Developing cost-effective and high-performance oxygen evolution reaction (OER) electrocatalysts has become the intense research on pursuing emerging renewable energy conversion, in which exploring and investigating the intrinsic nature of efficient and stable CuCo spinel catalysts toward OER in alkaline media is highly desirable. Herein, Cu_1−xCo_2+xO₄ oxy-spinel nanoflakes are fabricated by a facile hydrothermal method with the oxidation of ammonia water. In the same condition, Cu_1−x-Co_2+xS₄ thio-spinel nanospheres are formed without oxidation. In OER process, the as-obtained Cu_1−xCo_2+xO₄ nanoflakes and Cu_1−xCo_2+xS₄ nanospheres possess the anodic overpotential of 267 and 297 mV in alkaline media to drive the current density of 10 mA/cm², respectively, outperforming the state-of-the-art noble metal catalyst of RuO₂. X-ray photoelectron spectroscopy analysis exhibits the higher ratio value of Co(III)/Co(II) in Cu_1−xCo_2+xO₄ than that in Cu_1−xCo_2+xS₄, suggesting that the strongly-electronegative oxygen efficiently predominates in regulating valence states of Co active sites in spinel structures. Remarkably, density functional theory simulation further reveals that the increased valence state of Co could accelerate the electron exchange between catalysts and oxygen adsorbates during electrocatalysis, thus contributing to the higher OER activity of Cu_1−xCo_2+xO₄ catalysts. This work provides deep insight regarding the significance of non-metal element (O and S) in CuCo spinel structure catalysts, as well as presents a promising approach to exploit higher performance and grasp the mechanism of various non-noble-metal spinel catalysts for water oxidation.
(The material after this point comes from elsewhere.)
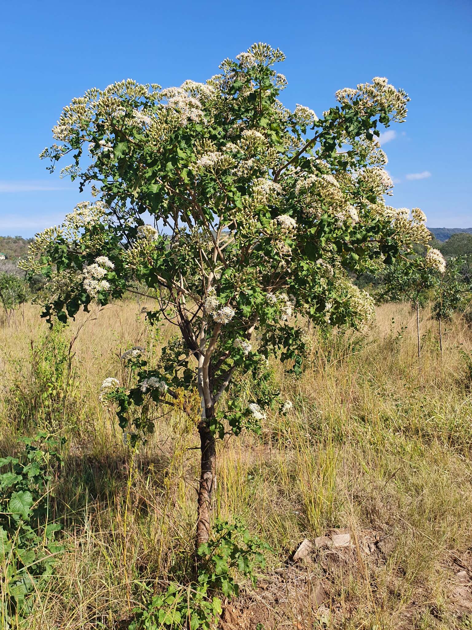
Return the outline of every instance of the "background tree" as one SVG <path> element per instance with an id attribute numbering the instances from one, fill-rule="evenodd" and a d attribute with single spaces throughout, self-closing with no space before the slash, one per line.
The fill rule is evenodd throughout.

开发具有成本效益和高性能的氧气析出反应（OER）电催化剂已成为追求新兴可再生能源转化的重点研究，其中迫切需要探索和研究在碱性介质中高效稳定的CuCo尖晶石催化剂对OER的内在本质。 。在此，通过简便的水热法并利用氨水的氧化来制造Cu _{1- x} Co _{2+ x} O ₄氧-尖晶石型纳米薄片。在相同条件下，形成Cu _{1- x} -Co _{2+ x} S ₄硫代-尖晶石纳米球而没有氧化。在OER过程中，获得的Cu ₁ - _x Co_{2+ x} O ₄纳米薄片和Cu _{1- x} Co _{2+ x} S ₄纳米球在碱性介质中具有267和297 mV的阳极超电势，分别驱动10 mA / cm ²的电流密度，性能优于RuO ₂的最新贵金属催化剂。X射线光电子能谱分析显示，Cu _{1- x} Co _{2+ x} O _4中的Co（III）/ Co（II）比值比Cu _{1- x} Co _{2+ x} S _{4中的高。}，表明强负电氧有效地调节了尖晶石结构中Co活性位的价态。值得注意的是，密度泛函理论模拟进一步揭示了Co价态的增加可以加速电催化过程中催化剂与氧吸附物之间的电子交换，从而有助于提高Cu _{1- x} Co _{2+ x} O ₄催化剂的OER活性。这项工作为CuCo尖晶石结构催化剂中非金属元素（O和S）的重要性提供了深刻的见解，并提出了一种有前途的方法，以开发更高的性能并掌握各种非贵金属尖晶石催化剂用于水的机理。氧化。